Giurisprudenza

Uno dei capisaldi della nozione di giustificato motivo oggettivo è, secondo giurisprudenza pregressa, l’obbligo di repêchage, data la genericità con cui la legge lo inquadra in termini di «ragioni inerenti all’attività produttiva, all’organizzazione del lavoro e al regolare funzionamento di essa» (articolo 3, legge 604/66).

Il primo “pilastro” del licenziamento per giustificato motivo oggettivo è il venir meno della possibilità di utilizzo del lavoratore, a seguito della soppressione della posizione lavorativa, ovvero del venir meno di requisiti soggettivi per lo svolgimento della prestazione. Il secondo è appunto l’impossibilità di un diverso utilizzo del lavoratore nell’ambito aziendale. Entrambe le circostanze vanno accertate dal giudice, al quale è però inibito il sindacato di merito sulle valutazioni tecniche, organizzative e produttive che spettano al datore di lavoro.

L’articolo 5, legge 604/66 sancisce che l’onere di provare la sussistenza di un giustificato motivo di licenziamento incombe sul datore di lavoro. Tuttavia, mentre non è mai stato in discussione l’onere del datore di lavoro di allegare e provare l’effettività del provvedimento organizzativo di soppressione del posto di lavoro, qualche problema è sorto con riguardo alla prova dell’impossibilità di repêchage; sul punto è intervenuta la Cassazione con la sentenza n. 5592/16.

Un consolidato orientamento giurisprudenziale attenuava l’onere della prova in capo al datore ed assegnava al lavoratore l’onere di indicare al giudice le mansioni nelle quali riteneva di poter essere ricollocato e, solo successivamente, il datore avrebbe dovuto provare l’impossibilità di utilizzare il lavoratore nelle mansioni da quest’ultimo indicate.
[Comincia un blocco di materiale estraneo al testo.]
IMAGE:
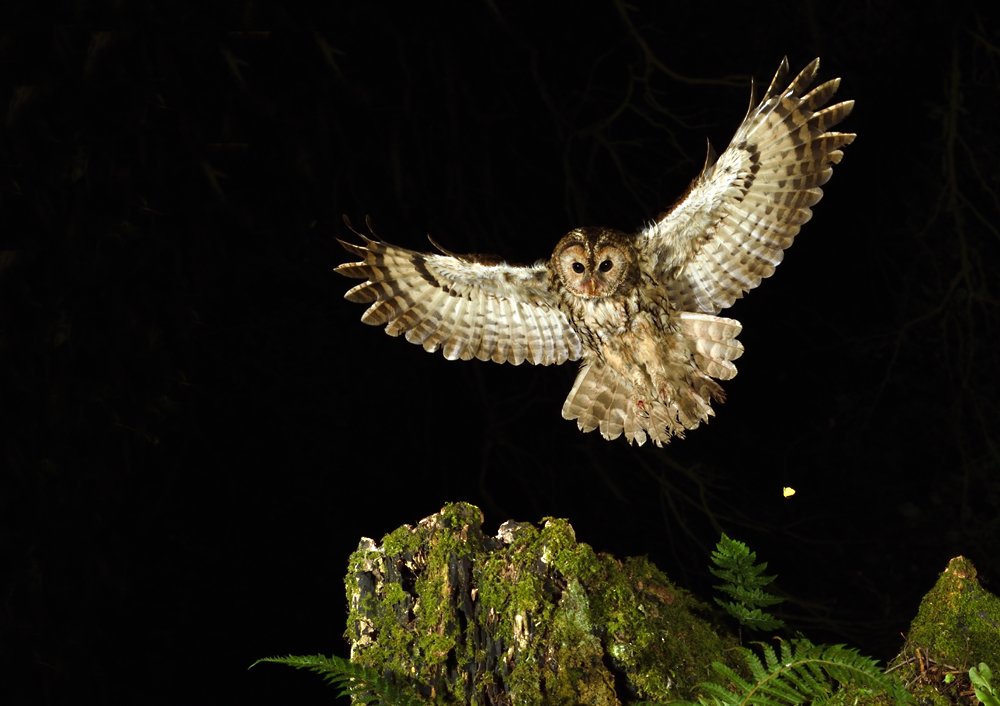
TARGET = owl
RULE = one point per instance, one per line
(639, 310)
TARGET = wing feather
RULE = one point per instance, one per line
(730, 231)
(465, 309)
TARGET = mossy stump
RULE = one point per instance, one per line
(529, 616)
(957, 627)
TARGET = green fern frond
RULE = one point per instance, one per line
(363, 685)
(743, 581)
(980, 679)
(800, 673)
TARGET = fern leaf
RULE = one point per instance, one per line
(799, 673)
(743, 580)
(362, 685)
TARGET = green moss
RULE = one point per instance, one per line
(529, 617)
(958, 622)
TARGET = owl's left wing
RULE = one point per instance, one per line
(731, 229)
(466, 309)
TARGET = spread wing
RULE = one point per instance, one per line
(464, 308)
(731, 229)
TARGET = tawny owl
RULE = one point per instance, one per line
(639, 309)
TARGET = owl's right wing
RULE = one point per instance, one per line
(465, 309)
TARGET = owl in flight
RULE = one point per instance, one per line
(638, 309)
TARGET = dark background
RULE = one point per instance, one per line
(197, 429)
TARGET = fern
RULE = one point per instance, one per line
(363, 685)
(743, 581)
(801, 673)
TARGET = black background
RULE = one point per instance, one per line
(197, 429)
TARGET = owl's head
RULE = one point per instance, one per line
(595, 262)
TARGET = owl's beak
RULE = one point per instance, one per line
(589, 286)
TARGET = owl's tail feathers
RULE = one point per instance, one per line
(603, 399)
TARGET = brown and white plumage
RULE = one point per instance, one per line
(638, 309)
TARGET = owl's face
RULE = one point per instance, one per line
(594, 262)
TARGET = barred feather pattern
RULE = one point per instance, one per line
(740, 214)
(640, 310)
(462, 308)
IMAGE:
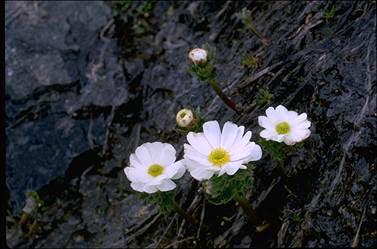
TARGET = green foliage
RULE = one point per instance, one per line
(198, 123)
(145, 8)
(204, 72)
(164, 200)
(329, 13)
(121, 7)
(275, 149)
(225, 188)
(265, 97)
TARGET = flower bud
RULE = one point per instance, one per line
(185, 118)
(198, 56)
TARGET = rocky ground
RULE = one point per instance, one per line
(87, 82)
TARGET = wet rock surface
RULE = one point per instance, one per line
(87, 85)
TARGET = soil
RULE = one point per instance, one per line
(87, 82)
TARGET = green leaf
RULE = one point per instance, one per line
(164, 200)
(224, 188)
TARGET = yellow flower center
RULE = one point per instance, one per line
(155, 170)
(283, 128)
(219, 157)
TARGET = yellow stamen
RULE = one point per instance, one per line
(155, 170)
(219, 157)
(283, 128)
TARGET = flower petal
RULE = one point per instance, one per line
(137, 186)
(192, 154)
(150, 189)
(167, 155)
(232, 167)
(166, 185)
(267, 134)
(135, 174)
(202, 174)
(264, 122)
(176, 170)
(228, 135)
(212, 132)
(143, 155)
(134, 162)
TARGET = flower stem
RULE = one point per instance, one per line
(222, 95)
(248, 209)
(184, 214)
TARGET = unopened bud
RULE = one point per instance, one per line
(185, 118)
(198, 56)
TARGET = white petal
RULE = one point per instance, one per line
(176, 170)
(264, 122)
(212, 132)
(232, 168)
(166, 185)
(143, 155)
(197, 157)
(267, 134)
(282, 110)
(292, 115)
(242, 153)
(228, 135)
(300, 118)
(202, 174)
(150, 189)
(278, 138)
(154, 150)
(199, 142)
(167, 155)
(137, 186)
(303, 125)
(240, 144)
(134, 174)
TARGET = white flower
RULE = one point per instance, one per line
(185, 118)
(285, 126)
(198, 56)
(152, 167)
(213, 151)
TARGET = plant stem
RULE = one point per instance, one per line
(184, 214)
(248, 209)
(222, 95)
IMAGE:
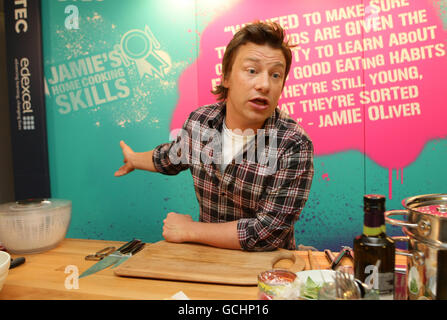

La recente sentenza della Cassazione si pone in contrasto con l’orientamento menzionato poc’anzi, proponendo, alla luce degli ordinari principi processuali, l’esclusione di qualsiasi dovere in capo al lavoratore mediante una rigida identificazione dell’onere probatorio a carico del datore. Pertanto, il datore di lavoro potrà fornire la prova di fatto che le assunzioni effettuate in concomitanza con il licenziamento o in epoca di poco successiva (sei mesi, secondo l’orientamento prevalente) attengono a mansioni e profili professionali diversi da quelli del lavoratore licenziato.

Tuttavia, una ulteriore problematica poterebbe sorgere a seguito della recente modifica apportata al testo dell’articolo 2103 del codice civile, la quale ha ampliato i confini del potere del datore di lavoro di modificare le mansioni del lavoratore (cosiddetto ius variandi), estendendolo a tutte le mansioni corrispondenti al livello di inquadramento, e anche, in determinati casi, al livello inferiore. In conseguenza, è sorto il dubbio che ciò possa comportare una maggiore ampiezza anche in relazione all’obbligo di repêchage e dunque della relativa prova in giudizio.

Il punto rimane particolarmente delicato in quanto nell’eventuale decisione di adibire il lavoratore a mansioni completamente diverse (anche se inquadrate nello stesso livello del contratto collettivo) c’è una componente di discrezionalità organizzativa che compete solo al datore di lavoro, a cui il giudice non può sostituirsi. Pertanto, quest’ultimo potrebbe valutare l’utilizzabilità del lavoratore licenziato nelle mansioni assegnate al lavoratore successivamente assunto unicamente in termini di piena fungibilità tra i due.

Fonte: Suprema Corte di Cassazione, sezione lavoro, sentenza 22 marzo 2016, n. 5592.